A note to the authors of the book "Hack proofing your network" - I truly respect the work that you have done and are doing (even though I have not read your book - I see your work every now and again). This document will go on the Internet free of charge - this document does NOT try to be a cheap imitation of what you have done, it does not in any way try to be a substitute (I am a tool user, where as you are tool writers...remember? :) )
Before we start, a few prerequisites for reading this document. Unless you want to feel a bit left in the cold you should have knowledge of the following:
1. Unix (the basics, scripting, AWK, PERL, etc.)
2. TCP/IP (routing, addressing, subnetting etc.)
3. The Internet (the services available on the 'net-e.g. DNS, FTP, HTTP, SSH, telnet etc.)
4. Experience in IT security (packetfiltering, firewalling, proxies etc.)
I have written this document over a rather long period of time. Sites and tools could be outdated by the time you read this. I wrote the document with no prior knowledge about the "targets". You will find that in many cases I make assumptions that are later found not to be true. Reading through the text will thus provide you with an un-edited view of the thought processes that I had.

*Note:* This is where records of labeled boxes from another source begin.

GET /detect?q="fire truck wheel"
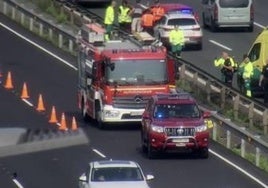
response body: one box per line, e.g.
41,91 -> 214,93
81,100 -> 90,122
96,103 -> 105,129
147,142 -> 156,159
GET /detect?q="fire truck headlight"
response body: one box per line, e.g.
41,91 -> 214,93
195,125 -> 207,132
104,110 -> 120,118
151,125 -> 164,133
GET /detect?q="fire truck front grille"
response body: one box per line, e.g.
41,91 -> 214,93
113,96 -> 149,109
165,128 -> 195,136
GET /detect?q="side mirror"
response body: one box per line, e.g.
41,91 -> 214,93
79,174 -> 87,182
146,174 -> 154,181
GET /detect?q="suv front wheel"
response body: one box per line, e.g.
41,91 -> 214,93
147,142 -> 156,159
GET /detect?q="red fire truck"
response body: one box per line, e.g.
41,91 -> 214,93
77,23 -> 175,128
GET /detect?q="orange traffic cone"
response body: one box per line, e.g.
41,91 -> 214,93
5,71 -> 14,89
49,106 -> 58,123
36,94 -> 46,112
20,82 -> 29,99
59,113 -> 67,131
72,116 -> 77,131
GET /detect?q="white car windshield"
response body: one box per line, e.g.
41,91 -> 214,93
167,18 -> 196,26
106,59 -> 167,85
91,167 -> 144,182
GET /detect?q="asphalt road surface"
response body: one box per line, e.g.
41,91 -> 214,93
0,2 -> 268,188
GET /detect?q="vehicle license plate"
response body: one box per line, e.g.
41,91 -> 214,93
172,138 -> 189,143
130,112 -> 142,116
176,143 -> 186,147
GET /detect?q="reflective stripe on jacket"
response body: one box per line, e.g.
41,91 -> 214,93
141,13 -> 154,27
243,62 -> 253,79
118,5 -> 131,23
169,29 -> 184,45
104,6 -> 114,25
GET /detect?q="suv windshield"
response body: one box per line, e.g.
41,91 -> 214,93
106,59 -> 167,85
168,18 -> 196,26
220,0 -> 249,8
91,167 -> 144,181
154,104 -> 200,118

Chances are very good that I am talking a load of bullshit at times - if you are a terminology expert, and I have used your pet word in the wrong context - I am really sorry - it won't ever happen again. Now please leave. In the case that I totally go off track on technical issues - please let me know. Also my English sucks, so if I loose track of the language please bear with me - I tried to write it in simple words. This is not an academic paper!!